We have a giant walk in linen closet at the top of the back stairwell.  It is really more a long room than a closet.  I am not sure what this additional walk in closet would have been used for originally.  We have been told that when the priests lived here it housed the only phone in the house.  There is a little Formica table that pops up that could be used as a little desk when you were on the phone. There is a mailbox.  I would guess the priests left their outgoing mail here and it would be someone’s job to get it to the postman.  I doubt the mail got delivered to the second floor closet!  The phone jack has a glow in the dark nightlight included.  Very convenient if you answer the phone at night without turning on the light?  There is also a bulletin board with a very old phone list with all the local Catholic churches, schools, hospitals, institutions and religious orders numbers listed.  Many of these are no longer here.  We plan to keep that.  It is a nice reminder of the history of the house.  I may frame it though just to help preserve it.

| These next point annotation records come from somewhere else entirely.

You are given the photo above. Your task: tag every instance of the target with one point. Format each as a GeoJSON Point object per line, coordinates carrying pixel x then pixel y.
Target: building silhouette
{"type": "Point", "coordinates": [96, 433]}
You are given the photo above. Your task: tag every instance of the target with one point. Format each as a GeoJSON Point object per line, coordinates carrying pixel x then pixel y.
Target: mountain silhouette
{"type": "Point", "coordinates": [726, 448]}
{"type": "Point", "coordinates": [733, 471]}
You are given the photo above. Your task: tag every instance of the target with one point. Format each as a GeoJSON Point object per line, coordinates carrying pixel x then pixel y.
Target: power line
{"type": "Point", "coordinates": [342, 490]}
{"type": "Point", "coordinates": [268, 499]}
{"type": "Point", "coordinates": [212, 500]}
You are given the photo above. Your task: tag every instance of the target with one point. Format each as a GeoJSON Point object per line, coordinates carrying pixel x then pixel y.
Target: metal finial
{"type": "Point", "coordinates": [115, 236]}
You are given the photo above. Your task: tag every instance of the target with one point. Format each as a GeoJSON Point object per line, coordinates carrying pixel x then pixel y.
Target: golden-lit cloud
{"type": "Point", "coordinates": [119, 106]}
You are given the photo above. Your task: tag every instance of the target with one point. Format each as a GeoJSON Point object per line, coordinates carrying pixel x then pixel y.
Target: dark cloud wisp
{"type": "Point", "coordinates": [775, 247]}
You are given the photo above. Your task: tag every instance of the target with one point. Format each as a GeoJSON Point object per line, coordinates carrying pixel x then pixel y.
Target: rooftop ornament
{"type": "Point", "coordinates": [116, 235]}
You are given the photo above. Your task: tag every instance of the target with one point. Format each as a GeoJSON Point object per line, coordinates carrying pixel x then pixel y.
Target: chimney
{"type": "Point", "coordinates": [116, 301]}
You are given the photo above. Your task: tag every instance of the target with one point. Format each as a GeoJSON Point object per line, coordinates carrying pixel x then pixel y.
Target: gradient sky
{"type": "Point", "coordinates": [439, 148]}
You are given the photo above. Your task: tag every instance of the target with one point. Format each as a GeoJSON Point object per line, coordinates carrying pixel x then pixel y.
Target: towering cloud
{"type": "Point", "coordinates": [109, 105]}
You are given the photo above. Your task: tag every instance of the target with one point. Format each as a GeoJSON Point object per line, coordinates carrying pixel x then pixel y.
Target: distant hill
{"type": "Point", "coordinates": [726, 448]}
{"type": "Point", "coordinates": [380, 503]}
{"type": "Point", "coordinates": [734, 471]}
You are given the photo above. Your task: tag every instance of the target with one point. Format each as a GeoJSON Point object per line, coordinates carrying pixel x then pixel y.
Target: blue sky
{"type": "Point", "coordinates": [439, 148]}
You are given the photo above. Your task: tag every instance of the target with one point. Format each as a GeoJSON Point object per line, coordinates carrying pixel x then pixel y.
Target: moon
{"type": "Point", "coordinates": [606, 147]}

The walls in here are in rough shape.  Matt is going to need to do some repair before we paint.  Inside the cabinets, the same shelving system used in the butler and maid pantries is found.  Looking at the lower cabinet I suspect it may have once had a glass front also.  The center seems to be different than the framing and doesn’t quite match up.

 

Since we are going to paint this room a neutral color but oldest daughter is using it as an extension of her room, she picked a nice beach themed fabric to line the walls behind the glass doors.  We will look for some ribbon to put on the shelf fronts.

 

It certainly brightens things up in here and ties into the theme she has in her room.  I just couldn’t imagine painting this  closet the same bright colors as her room. This was a nice compromise.  I scrubbed everything in here before we moved in.  What magic eraser  couldn’t get rid of, I covered with contact paper.  It knew it was clean but it didn’t look clean.  The contact paper helps.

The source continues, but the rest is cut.